In my installation and which I generally recommend to people, is to make Each Pack within a Battery Bank be able to handle the Max Charge & Discharge capabilities of the system, so they can operate as a "Last Man Standing" in the Bank if all the other packs cut off for any reason.

Okay, so it's been a week since I first posted... Thank you everyone for adding your wisdom and experience to help me out. What a truly great and supportive forum!
Here's what I did. I rewired things as was first suggested such that they are truly in parallel.. like the 2nd of my drawings in my earlier post (using the positive of one battery or pack, and the negative of the other). I also really cleaned up all of my terminals, lightly sanding, then brushing with a bronze brush, cleaning with alcohol, before reconnecting everything. After reassembly, everything seems to be nicely balanced. unscientific, on my part, changing two variables at a time, so I'll never know if it was the wire routing or the cleanliness of my contacts/connections, but I suspect the latter, seeing that my system was working so well in tandem at the beginning... it kind of makes sense that maybe a contact loosened or something. Anyway, all is good in battery land.
Thank you, again, everyone!
Steve

Dynoman said:

I don't see anything wrong with your first example of a battery layout. It should work and as you said it worked fine for several weeks. Sounds like possibly a bad connection or BMS setting in the battery that has the low voltage drop (99%). This would cause the battery with the high voltage drop (20%) to supply the load. If you have a Multi Meter with a DC amp clamp check the current in the 2 wires going to the bus bars for a difference. They should be near the same at all loads if the batteries are the same and also the wires are the same length.

One possibility is that the bad connection is overcome at higher loads and higher currents.

See the attached pdf in resources on this site that FilterGuy put together for battery layouts.

Click to expand...

I think you were spot on with the bad connection idea! my shunts (i have one for each battery or bank) were telling me that the current was truly different during low loads, but near the same for higher loads. Thank you for the thoughts on this!

Short_Shot said:

Regarding the bank vs battery comment. I know yall have already debated it but:

Multiple cells is called a battery.
Multiple batteries is called a bank.
Multiple banks is called an obsession. I would also call it "Will Prowse".

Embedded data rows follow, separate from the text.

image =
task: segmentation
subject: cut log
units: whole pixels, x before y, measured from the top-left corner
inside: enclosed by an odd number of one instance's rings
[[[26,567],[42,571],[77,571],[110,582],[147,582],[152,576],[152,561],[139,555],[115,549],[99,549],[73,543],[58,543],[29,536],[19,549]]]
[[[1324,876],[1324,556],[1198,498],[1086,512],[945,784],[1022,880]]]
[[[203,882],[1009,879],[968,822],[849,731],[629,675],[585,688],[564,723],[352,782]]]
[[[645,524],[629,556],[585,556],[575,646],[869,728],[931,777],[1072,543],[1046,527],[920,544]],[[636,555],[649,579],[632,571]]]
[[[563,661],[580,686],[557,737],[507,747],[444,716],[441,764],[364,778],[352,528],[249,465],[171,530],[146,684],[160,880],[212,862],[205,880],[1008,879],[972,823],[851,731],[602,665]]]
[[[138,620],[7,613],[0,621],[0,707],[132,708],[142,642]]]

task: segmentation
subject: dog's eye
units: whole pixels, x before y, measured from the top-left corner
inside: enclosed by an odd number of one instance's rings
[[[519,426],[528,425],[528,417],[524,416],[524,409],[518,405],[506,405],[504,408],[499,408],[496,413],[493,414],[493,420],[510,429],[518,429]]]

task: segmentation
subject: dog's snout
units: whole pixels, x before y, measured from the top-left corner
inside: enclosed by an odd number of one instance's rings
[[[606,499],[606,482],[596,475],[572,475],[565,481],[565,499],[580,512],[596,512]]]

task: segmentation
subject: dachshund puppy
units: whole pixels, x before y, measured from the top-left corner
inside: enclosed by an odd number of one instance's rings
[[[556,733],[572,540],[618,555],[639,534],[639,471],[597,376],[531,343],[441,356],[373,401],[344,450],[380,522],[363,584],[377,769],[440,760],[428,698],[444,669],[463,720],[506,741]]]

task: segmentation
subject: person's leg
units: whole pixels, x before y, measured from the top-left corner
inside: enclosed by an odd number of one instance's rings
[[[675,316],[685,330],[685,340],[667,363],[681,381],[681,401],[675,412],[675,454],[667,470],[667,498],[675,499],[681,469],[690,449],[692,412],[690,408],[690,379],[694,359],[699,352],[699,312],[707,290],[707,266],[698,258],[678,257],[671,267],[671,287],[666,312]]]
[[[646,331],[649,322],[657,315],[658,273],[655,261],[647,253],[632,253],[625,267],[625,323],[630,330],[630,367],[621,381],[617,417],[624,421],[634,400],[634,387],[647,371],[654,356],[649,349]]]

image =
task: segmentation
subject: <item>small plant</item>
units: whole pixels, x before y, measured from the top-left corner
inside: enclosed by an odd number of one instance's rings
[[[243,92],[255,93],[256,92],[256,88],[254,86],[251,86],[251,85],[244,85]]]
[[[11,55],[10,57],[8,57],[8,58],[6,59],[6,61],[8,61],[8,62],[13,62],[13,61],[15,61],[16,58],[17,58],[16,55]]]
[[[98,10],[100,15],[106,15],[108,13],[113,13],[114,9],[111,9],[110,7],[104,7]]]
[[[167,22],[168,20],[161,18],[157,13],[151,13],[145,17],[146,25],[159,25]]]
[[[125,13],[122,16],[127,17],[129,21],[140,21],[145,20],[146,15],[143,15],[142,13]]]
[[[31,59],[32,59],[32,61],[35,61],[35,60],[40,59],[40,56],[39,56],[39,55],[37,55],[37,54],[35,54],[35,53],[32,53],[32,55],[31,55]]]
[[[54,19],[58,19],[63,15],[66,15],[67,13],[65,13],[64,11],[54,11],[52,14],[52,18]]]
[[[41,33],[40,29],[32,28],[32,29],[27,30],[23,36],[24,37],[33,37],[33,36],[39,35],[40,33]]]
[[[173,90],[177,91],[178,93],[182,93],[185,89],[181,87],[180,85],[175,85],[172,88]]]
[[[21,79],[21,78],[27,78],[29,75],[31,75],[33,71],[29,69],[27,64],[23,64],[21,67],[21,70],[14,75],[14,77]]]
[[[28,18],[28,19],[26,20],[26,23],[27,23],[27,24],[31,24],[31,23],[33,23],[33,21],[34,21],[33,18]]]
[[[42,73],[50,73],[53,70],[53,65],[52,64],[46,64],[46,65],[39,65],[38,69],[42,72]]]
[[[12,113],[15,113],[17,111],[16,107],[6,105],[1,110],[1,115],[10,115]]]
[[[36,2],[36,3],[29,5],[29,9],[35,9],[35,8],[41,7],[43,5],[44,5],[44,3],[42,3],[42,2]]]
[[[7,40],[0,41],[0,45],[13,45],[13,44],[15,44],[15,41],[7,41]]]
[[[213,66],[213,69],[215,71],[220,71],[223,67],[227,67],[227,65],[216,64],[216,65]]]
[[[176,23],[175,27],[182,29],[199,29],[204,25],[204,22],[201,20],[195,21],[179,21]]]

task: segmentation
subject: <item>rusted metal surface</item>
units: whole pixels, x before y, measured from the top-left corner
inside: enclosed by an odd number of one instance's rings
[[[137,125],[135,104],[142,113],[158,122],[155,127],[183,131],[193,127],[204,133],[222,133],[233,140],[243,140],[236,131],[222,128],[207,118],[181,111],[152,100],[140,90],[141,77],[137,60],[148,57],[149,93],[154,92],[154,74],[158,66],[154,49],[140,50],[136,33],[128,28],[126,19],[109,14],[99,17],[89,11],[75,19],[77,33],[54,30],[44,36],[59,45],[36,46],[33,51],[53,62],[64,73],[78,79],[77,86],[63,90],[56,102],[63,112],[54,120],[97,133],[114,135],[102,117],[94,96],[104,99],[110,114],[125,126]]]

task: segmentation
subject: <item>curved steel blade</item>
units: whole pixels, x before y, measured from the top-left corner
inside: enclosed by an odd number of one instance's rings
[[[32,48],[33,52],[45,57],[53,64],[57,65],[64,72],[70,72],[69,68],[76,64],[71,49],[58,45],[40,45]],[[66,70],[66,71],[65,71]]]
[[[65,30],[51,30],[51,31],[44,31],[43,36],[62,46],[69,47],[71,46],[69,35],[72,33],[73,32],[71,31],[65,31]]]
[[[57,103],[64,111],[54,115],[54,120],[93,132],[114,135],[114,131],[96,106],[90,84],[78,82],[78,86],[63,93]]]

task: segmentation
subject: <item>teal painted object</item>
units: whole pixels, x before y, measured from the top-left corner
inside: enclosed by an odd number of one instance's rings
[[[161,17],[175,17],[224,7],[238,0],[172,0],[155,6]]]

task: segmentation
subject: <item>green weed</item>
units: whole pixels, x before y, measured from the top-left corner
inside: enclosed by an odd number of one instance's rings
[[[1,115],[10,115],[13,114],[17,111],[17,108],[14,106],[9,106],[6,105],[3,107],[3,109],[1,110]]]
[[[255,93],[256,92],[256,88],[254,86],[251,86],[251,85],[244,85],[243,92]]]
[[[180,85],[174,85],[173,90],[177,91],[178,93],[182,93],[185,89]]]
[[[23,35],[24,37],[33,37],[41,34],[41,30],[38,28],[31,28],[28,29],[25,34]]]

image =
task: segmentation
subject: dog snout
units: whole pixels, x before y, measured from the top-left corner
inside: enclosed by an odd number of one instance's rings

Either could be called a "pack".


Personally I don't really care either way, but it was mentioned.

Click to expand...

Thank you! This makes sense to me! 8 cells total, arranged in 2 packs, each in 4s with its own BMS. So my battery bank consists of two 12V batteries... but I agree, not a big deal, just like all nomenclature it just helps in our quest to communicate clearly

Steve Dally said:

Thank you! This makes sense to me! 8 cells total, arranged in 2 packs, each in 4s with its own BMS. So my battery bank consists of two 12V batteries... but I agree, not a big deal, just like all nomenclature it just helps in our quest to communicate clearly

Click to expand...

Unfortunjately I "generally agree that nomenclature should not be a stumbling block", but it can be because people with different levels of experience get things confused and then the subsequent responses get muddled as well.

The worst part is the Lead Acid Batteries have common terms which many use BUT which are not used in an identically with Lithium Based cells, even simple things like SOC vs DOD. Some of it is very subtle and some not so much.

The biggest hurdle is for people who are Not "Battery Conversant" at all and totally NEW to all of this... The "Alphabet Soup and meanings/distinctions do become a big hurdle and often resulting in major stress, anxiety & some just get fed up and wander off.

I had a similar experience after setting up my trailer system. I used a millimeter and looked for voltage drop across connectors and components and found a volt drop across a breaker. 2 banks connected with 4 wires to buss bars.